Why Data Lineage Tools Miss Relationships

Lineage Answers a Different Question

Data lineage tools answer the question "where did this data come from and where does it go?" They trace data from source systems through transformations to final outputs. This is valuable for debugging, compliance, and impact analysis.

But lineage does not answer a different, equally important question: "how do these entities relate to each other?" Knowing that the orders table flows from PostgreSQL through Fivetran to Snowflake through dbt to a Looker dashboard tells you the pipeline. It does not tell you that orders.customer_id references customers.id, or that the relationship is one-to-many, or that there are 47 other relationships in the schema that nobody documented.

These are fundamentally different questions. Confusing them leads teams to assume their lineage tool covers relationship documentation. It does not.

What Lineage Tracks vs What It Does Not

Lineage tools track data flow: source to transformation to destination. They know that column A in table X was derived from column B in table Y through a specific SQL transformation.
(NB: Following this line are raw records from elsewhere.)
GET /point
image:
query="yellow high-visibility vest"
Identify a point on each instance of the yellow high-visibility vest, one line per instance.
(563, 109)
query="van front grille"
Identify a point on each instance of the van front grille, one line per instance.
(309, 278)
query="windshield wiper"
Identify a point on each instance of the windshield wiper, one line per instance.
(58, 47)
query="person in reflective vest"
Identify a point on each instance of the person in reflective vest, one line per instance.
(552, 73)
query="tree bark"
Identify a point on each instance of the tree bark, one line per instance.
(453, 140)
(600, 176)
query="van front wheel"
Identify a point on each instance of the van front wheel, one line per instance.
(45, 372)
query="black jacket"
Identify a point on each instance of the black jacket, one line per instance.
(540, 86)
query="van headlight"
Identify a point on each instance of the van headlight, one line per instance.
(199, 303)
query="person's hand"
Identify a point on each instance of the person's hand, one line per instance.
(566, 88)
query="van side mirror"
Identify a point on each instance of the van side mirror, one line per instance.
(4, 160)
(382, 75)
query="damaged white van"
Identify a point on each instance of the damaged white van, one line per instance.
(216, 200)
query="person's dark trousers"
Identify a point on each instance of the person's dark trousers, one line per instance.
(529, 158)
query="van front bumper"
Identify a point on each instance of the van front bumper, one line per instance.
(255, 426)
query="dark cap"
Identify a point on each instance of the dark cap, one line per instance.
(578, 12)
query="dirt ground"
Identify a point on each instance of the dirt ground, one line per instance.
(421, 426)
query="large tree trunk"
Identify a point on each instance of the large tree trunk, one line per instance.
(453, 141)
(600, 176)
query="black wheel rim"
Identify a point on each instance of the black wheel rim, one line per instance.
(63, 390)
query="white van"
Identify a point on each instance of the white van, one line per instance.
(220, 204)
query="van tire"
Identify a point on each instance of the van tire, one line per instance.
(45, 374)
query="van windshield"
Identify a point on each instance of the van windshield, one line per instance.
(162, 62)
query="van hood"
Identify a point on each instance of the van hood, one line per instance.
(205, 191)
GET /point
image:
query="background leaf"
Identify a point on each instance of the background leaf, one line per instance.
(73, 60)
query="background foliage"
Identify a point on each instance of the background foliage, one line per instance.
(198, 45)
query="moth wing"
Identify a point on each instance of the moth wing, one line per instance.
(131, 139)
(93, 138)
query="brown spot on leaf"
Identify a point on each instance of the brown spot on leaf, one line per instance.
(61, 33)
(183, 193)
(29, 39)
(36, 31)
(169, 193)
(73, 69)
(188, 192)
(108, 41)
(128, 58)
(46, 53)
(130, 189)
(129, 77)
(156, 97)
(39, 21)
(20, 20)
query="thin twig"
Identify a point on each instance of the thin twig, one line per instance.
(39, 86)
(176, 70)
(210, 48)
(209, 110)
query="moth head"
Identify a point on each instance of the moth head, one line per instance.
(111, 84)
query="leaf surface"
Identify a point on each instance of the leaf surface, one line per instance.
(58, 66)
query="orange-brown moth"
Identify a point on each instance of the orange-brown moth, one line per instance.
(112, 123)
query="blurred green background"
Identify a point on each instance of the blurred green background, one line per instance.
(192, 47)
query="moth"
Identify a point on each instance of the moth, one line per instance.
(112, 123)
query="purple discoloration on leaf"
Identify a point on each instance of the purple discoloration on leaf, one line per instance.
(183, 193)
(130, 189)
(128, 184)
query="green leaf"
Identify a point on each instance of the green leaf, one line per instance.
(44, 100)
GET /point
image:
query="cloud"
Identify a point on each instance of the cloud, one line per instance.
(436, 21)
They can tell you that if table Y changes, table X is affected.

What lineage does not track:

Which columns are foreign keys referencing other tables

The cardinality of relationships between entities (one-to-one, one-to-many, many-to-many)

Implicit relationships that exist in application logic but not in SQL transformations

Cross-database entity references that do not flow through a tracked pipeline

Relationships between tables in the same database that are used in ad-hoc queries but not in any documented pipeline

Lineage is about the journey of data. Relationships are about the structure of data.

The JOIN Blind Spot

Consider a simple analytics query:

sql

1SELECT c.name, SUM(o.amount) as total_spend
2FROM customers c
3JOIN orders o ON c.id = o.customer_id
4GROUP BY c.name

Lineage tools can trace the output columns back to their sources. They know that total_spend comes from orders.amount and name comes from customers.name. But the JOIN condition, the relationship between customers.id and orders.customer_id, is treated as a query detail, not as a documented entity relationship.

If an analyst writes this JOIN in a notebook, the lineage tool may not see it at all. Ad-hoc queries are often outside the scope of lineage tracking, which focuses on managed pipelines and models.

Column-Level Lineage Gets Closer But Still Falls Short

Column-level lineage is more granular. It tracks which specific columns feed into which outputs, including through JOINs and transformations. This gets closer to relationship documentation because it captures that orders.customer_id was used in a JOIN with customers.id.

But there are gaps. Column-level lineage records that a JOIN happened in a specific query or model. It does not declare that a relationship exists between orders and customers as a schema-level fact. The relationship is an observation from one query, not a documented truth about the data model.

Multiple queries might JOIN the same tables on different columns. Column-level lineage captures each instance separately. It does not synthesize them into a coherent entity-relationship model.

Entity Relationships Are Not Data Flow

The conceptual difference matters. Data lineage is a directed graph: data flows from A to B to C. Entity relationships are an undirected graph: table A relates to table B, regardless of which direction data flows.

An orders table does not "flow" to a customers table. They are related. The relationship has properties (which columns connect them, the cardinality, whether it is enforced) that are independent of any specific data pipeline.

This distinction explains why lineage tools do not capture relationships well. They are designed to model flow, not structure. Adding relationship documentation to a lineage tool is possible but awkward, like using a road map to describe building architecture.

Practical Consequences

The gap between lineage and relationship documentation creates three concrete problems.

Semantic layer gaps. Semantic layer tools like dbt MetricFlow need entity relationships to generate JOINs. Lineage can show which tables a metric depends on, but it cannot provide the relationship definitions the semantic engine needs. You still have to define those manually.

Governance blind spots. Data governance requires understanding both how data flows and how data relates. If you know that customer data flows from source to warehouse but do not know which tables in the warehouse reference customer entities, your access controls and retention policies have holes.

AI agent limitations. AI agents that query databases need relationship context to generate correct SQL. Lineage tells the agent which tables exist and how they were built. Relationships tell the agent how to JOIN them. Without both, the agent can find data but cannot combine it correctly.

Lineage Plus Relationship Discovery

The answer is not to replace lineage with relationship discovery. Both solve real problems. The answer is to recognize that they are complementary and invest in both.

Lineage tells you the pipeline: where data comes from, how it transforms, where it goes. Relationship discovery tells you the model: how entities connect, what the cardinality is, which relationships are explicit and which are implicit.

Together, they provide the complete metadata picture that data governance, semantic layers, and AI agents need. Separately, each leaves gaps that the other fills.